クロスプラットフォームをあきらめUWPへ
2018年にクロスプラットフォームをあきらめてWindows向けにUWPで開発したデスクトップアプリがMark2 Desktopになります。動作速度も十分で問題なかったのですが、macOSのユーザーは仮想マシンでWindowsを起動してMark2 Desktopを使っていたので、クロスプラットフォームを実現できなかったことは心残りでした。
そしてBlazor WebAssemblyへ
2021年春に知り合いの先生とオンラインでミーティングをしていました。そのときに学生からAzure Cognitive Servicesの話を久しぶりに聞いたらいろいろと進歩していたので、あとで自分でもMicrosoftやAzureの情報を調べてみようと思いました。そのときに目に止まったのがBlazor WebAssemblyです。

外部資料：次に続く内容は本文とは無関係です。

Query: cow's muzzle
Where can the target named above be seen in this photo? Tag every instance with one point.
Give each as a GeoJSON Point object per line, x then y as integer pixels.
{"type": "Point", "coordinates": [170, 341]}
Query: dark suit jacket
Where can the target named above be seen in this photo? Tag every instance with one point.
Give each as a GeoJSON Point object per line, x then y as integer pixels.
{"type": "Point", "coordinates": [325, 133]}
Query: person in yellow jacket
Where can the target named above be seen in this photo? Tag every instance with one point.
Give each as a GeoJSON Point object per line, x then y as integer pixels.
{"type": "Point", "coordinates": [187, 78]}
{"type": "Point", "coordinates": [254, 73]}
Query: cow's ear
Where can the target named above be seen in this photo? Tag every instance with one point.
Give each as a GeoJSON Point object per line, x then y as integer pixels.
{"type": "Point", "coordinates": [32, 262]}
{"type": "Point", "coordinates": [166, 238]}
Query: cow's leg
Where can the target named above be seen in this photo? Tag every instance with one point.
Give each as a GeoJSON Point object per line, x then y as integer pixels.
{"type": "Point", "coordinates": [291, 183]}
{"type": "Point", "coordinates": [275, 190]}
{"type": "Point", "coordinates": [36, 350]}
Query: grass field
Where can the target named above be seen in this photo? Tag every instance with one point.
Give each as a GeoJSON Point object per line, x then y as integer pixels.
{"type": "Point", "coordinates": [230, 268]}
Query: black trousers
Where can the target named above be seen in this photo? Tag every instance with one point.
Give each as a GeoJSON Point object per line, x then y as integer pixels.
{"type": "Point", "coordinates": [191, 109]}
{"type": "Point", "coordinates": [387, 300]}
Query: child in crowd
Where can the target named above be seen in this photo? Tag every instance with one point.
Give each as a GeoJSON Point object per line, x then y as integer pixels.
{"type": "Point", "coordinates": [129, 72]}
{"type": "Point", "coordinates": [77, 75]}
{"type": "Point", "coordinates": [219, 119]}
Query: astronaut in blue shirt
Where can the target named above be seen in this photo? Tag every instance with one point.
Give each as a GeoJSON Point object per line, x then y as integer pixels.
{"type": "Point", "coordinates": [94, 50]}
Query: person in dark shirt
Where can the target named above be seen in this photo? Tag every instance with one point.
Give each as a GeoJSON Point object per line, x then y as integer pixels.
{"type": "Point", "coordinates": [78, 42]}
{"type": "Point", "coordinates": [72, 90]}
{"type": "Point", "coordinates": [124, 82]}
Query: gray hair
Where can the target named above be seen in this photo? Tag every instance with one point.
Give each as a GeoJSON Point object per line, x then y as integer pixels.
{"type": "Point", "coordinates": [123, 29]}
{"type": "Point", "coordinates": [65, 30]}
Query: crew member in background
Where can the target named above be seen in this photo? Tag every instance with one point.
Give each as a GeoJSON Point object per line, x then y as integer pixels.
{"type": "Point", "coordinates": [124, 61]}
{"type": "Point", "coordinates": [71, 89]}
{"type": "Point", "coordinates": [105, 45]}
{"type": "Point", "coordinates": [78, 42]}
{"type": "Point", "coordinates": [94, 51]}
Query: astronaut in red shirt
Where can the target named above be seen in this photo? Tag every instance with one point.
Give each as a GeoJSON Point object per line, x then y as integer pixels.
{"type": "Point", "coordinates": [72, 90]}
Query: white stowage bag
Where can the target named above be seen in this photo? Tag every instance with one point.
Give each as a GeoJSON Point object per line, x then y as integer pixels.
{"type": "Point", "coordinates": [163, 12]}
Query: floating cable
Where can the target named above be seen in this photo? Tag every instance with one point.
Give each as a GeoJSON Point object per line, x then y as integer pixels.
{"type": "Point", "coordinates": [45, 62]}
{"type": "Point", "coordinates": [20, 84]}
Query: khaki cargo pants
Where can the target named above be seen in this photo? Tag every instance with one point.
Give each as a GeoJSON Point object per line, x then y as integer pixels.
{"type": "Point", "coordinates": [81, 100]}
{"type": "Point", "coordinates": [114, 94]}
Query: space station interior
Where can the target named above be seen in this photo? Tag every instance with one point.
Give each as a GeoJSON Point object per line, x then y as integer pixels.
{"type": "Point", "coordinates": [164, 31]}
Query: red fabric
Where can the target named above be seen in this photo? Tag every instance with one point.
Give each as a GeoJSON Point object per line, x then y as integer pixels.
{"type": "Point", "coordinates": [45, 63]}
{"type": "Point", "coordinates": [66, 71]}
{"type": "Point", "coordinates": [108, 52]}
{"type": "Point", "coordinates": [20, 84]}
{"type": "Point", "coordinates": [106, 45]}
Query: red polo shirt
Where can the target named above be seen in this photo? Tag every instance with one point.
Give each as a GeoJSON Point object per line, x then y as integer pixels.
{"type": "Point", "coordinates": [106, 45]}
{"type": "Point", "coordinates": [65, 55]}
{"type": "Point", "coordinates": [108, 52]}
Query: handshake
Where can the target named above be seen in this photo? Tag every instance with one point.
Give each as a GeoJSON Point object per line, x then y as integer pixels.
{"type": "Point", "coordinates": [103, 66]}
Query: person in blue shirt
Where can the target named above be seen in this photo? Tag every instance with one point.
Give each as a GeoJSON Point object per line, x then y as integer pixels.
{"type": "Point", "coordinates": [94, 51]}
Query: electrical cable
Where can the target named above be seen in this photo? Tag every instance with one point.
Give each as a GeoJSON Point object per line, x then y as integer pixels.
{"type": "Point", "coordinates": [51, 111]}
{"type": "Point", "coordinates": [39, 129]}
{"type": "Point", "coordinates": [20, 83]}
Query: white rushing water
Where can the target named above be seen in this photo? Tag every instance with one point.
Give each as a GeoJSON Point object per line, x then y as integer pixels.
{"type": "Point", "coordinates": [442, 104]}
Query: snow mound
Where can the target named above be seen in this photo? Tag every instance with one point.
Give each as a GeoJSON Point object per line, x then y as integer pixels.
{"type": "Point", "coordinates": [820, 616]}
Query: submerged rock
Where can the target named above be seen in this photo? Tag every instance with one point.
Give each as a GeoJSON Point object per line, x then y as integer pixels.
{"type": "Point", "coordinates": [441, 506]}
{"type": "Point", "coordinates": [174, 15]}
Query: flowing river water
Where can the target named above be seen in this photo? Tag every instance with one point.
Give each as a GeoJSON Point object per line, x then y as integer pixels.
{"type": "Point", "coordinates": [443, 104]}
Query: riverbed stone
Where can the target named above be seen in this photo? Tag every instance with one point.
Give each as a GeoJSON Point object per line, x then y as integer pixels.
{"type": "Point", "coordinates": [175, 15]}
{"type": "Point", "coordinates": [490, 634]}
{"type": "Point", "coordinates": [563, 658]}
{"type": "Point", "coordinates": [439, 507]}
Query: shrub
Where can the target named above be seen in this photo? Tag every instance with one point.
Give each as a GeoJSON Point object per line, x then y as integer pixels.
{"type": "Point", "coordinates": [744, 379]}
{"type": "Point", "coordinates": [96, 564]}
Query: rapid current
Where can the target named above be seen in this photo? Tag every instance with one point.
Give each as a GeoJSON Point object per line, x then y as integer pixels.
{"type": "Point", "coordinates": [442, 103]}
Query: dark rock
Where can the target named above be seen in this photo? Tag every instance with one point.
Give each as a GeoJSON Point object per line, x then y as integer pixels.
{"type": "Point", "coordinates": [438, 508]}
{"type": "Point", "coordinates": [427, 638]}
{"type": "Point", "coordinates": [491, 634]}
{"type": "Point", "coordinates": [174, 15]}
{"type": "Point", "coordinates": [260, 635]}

Mark2 DesktopでC#による画像処理は経験がありましたし、WebAssemblyならクロスプラットフォームも実現できると期待して開発をスタートしました。2021年夏にシンプルなプロトタイプが完成したのですが、動かしてみると動作が遅い。このパターンもやっぱりだめかなと思っていたら、利用可能になったばかりのAOTコンパイルの情報を見つけました。
AOTコンパイルを有効にして動作させてみると十分な性能を得ることができました。このときは本当にうれしかったです。その後、開発を進めてMark2をリリースしました。
Blazor WebAssemblyのAOTコンパイルに関する情報は昨年のQiitaアドベントカレンダーのプレゼントカレンダーに投稿して、日本マイクロソフト賞の最優秀賞をいただくことができました。
オープンソースとして公開
Mark2をリリースして1年以上が過ぎました。2022年はある自治体で大規模に利用してもらうこともできました。これはひとつの区切りかと考えて、Mark2をオープンソースとして公開するための調整をしました。
もう少しソースコードをきれいに書きたいところとか、C#っぽくないかもと思う書き方のところとか、修正したいところはいくつかありますが、まずは公開することにしました。
GitHub: mark2-omr/Mark2
Blazor WebAssemblyのアプリで、Mark2の本体になります。
GitHub: mark2-omr/mark2-ort
Mark2には手書き数字認識の機能があり、ONNX形式のモデルを利用しています。mark2-ort
はONNX Runtime Webのバンドルファイルを生成するコードです。将来的にML.NETがONNX形式のモデルをロードできるようになれば必要なくなるかもしれません。
利用者向けWebサイト
利用者向けWebサイトはまだ作成中です。Mark2に対応したマークシートの作り方や一般的なテンプレートについて情報発信していく予定です。
おわりに
Mark2をオープンソースとして公開してひとまずの区切りではありますが、(既存の利用者に配慮しながら)新しい取り組みもしていきたいと思っています。まずは.NET 8でのマルチスレッド対応を次の目標として考えています。あとは手書き数字認識の精度がまだまだ課題で、これは学習モデルだけでなく学習データの整備や画像の前処理も含めて考えていく必要がありそうです。
もし興味をお持ちの方がいらっしゃれば、その他にもおもしろそうなアイディアやソースコードの改善など、みなさんからのコントリビュートをお待ちしています。